一度正しく確認できても、次のラウンドで忘れる人は多い。仕組みとして持つことが重要だ。

予約前チェックリストをスマートフォンのメモに保存する。項目は5〜7個を上限にする。多すぎると使わなくなる。以下が実用的な最小構成だ。

予約前チェックリスト 確認済み
スロープレートを確認(113との差を把握)
ドレスコードを公式サイトで確認
自分に近い属性の口コミを1件以上読んだ
キャディ有無・カート形式を確認
更衣室・ロッカーの有無を確認

道具を買っただけでは変わらないのと同じで、チェックリストも実際に使わなければ意味がない。印刷してゴルフバッグのポケットに入れておく方法が最も続く。デジタルより物理的に目に入る形の方が、確認の漏れが少ない。これは編集部が取材を通じて繰り返し確認してきた事実だ。

スロープレート確認を次の予約前に一度だけ試す

確認ポイントの中で即効性が高いのが、「スロープレートの事前確認」だ。

難易度を把握せずにコースに出るのは、グリーン上でラインを読まずにパターを打つようなものだ。目で見える情報を無視して感覚だけで動いている。スロープレートは「このコースが自分に合うか」を判断できる最も客観的な数値であり、確認に5分もかからない。

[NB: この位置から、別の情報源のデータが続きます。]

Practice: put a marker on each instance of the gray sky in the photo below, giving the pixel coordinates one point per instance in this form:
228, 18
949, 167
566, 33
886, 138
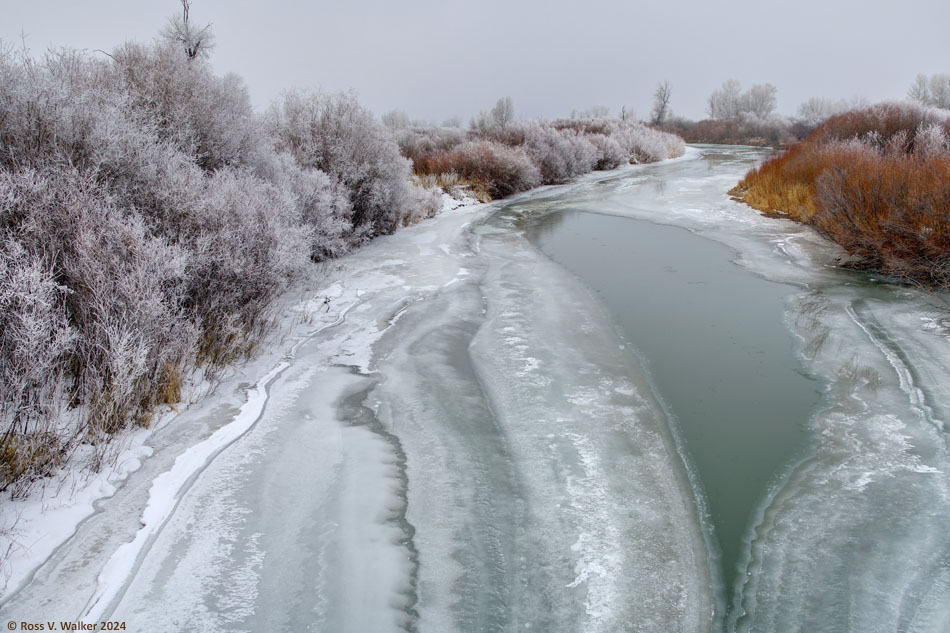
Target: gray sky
441, 58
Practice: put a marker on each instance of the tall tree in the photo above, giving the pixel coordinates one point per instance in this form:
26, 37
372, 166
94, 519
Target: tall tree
661, 103
503, 112
197, 42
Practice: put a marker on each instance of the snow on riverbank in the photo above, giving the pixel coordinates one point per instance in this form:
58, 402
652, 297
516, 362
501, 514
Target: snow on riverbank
31, 529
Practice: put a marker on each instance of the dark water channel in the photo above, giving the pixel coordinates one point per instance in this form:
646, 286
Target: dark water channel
712, 336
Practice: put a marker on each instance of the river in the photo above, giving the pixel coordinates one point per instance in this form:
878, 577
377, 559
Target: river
624, 404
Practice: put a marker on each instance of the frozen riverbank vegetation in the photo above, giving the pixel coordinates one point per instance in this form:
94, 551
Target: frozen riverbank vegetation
499, 156
874, 181
148, 221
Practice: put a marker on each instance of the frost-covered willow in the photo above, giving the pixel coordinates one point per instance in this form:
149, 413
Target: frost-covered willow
148, 221
516, 155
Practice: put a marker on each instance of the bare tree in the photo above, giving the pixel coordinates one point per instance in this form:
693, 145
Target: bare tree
760, 100
503, 113
661, 103
198, 42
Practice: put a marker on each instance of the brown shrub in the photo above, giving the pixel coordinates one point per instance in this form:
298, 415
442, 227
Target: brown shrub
876, 182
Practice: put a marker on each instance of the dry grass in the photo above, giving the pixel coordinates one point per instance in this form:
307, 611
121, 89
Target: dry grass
877, 182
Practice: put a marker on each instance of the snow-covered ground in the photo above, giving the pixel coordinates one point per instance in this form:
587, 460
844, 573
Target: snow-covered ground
459, 441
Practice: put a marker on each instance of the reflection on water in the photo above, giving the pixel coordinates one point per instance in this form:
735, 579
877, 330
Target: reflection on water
712, 336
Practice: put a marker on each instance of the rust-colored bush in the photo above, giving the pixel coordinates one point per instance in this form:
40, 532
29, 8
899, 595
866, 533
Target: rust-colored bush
877, 182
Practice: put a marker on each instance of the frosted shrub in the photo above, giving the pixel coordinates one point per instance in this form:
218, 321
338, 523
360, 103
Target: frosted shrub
202, 115
609, 154
336, 135
500, 169
35, 342
558, 154
244, 246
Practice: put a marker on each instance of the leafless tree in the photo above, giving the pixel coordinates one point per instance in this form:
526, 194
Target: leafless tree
726, 103
503, 113
198, 42
661, 103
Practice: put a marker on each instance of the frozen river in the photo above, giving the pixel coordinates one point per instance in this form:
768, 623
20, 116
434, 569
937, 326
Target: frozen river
624, 404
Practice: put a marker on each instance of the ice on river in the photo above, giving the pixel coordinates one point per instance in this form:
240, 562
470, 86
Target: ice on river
465, 443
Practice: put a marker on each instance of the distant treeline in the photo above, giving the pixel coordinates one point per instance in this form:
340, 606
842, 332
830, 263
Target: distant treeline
149, 219
876, 181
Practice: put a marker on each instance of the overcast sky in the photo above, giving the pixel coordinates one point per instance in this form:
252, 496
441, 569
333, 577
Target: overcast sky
436, 59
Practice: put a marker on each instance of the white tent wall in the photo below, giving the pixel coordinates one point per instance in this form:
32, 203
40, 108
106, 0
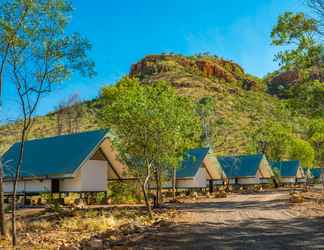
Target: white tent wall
29, 186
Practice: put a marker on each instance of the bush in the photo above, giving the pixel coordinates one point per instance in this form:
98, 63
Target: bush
124, 192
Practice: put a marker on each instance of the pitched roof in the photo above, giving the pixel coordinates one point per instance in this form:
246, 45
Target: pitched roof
240, 166
192, 162
59, 155
316, 172
286, 168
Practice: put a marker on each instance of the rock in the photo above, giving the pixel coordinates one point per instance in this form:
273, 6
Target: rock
210, 67
194, 195
68, 248
94, 244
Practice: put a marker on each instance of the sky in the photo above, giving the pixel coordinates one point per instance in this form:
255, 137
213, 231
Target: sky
122, 32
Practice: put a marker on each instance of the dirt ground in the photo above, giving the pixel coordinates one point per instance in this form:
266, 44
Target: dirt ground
241, 221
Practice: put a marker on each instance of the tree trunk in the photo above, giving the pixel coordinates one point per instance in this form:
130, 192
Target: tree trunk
156, 205
174, 178
146, 199
160, 200
14, 191
2, 213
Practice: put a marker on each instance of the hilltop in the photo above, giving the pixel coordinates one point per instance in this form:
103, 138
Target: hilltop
242, 103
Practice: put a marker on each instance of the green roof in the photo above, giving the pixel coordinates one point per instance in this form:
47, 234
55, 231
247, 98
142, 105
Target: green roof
316, 172
193, 160
286, 168
240, 166
59, 155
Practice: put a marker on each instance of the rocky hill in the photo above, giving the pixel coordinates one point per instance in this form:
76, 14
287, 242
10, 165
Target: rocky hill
241, 101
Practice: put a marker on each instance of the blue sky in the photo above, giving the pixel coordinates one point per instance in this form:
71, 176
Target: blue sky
122, 32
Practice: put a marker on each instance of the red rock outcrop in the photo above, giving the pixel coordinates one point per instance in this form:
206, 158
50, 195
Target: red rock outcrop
210, 67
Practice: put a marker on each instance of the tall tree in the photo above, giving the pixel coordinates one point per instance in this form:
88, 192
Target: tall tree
298, 32
303, 151
153, 126
205, 108
273, 140
38, 54
315, 135
318, 8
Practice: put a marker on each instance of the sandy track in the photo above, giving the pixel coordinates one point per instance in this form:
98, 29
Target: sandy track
258, 221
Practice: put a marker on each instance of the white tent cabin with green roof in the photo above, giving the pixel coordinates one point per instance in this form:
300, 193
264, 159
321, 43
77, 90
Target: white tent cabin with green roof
290, 172
199, 169
247, 169
80, 162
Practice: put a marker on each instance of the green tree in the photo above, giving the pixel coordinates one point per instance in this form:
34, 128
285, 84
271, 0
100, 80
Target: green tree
273, 140
316, 137
205, 109
298, 32
36, 54
308, 98
303, 151
152, 125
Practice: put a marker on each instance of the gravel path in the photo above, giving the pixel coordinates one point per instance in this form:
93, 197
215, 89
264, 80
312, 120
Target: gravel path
258, 221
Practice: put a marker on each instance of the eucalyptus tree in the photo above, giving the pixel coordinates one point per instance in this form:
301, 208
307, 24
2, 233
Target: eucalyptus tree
153, 126
35, 54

次の予約を入れる前に一度だけ試す。JGA公式サイトで予約候補のコース名を検索し、スロープレートを確認する。113との差を見て、125以上なら次の候補に回す。それだけだ。

社会人ゴルファーが週1通えるゴルフスクールの費用と選び方と同じ構造で、選び方を一度体系化するだけで、次回以降の判断コストは格段に下がる。

この習慣を1ラウンド前に入れるだけで、次のコースが変わる。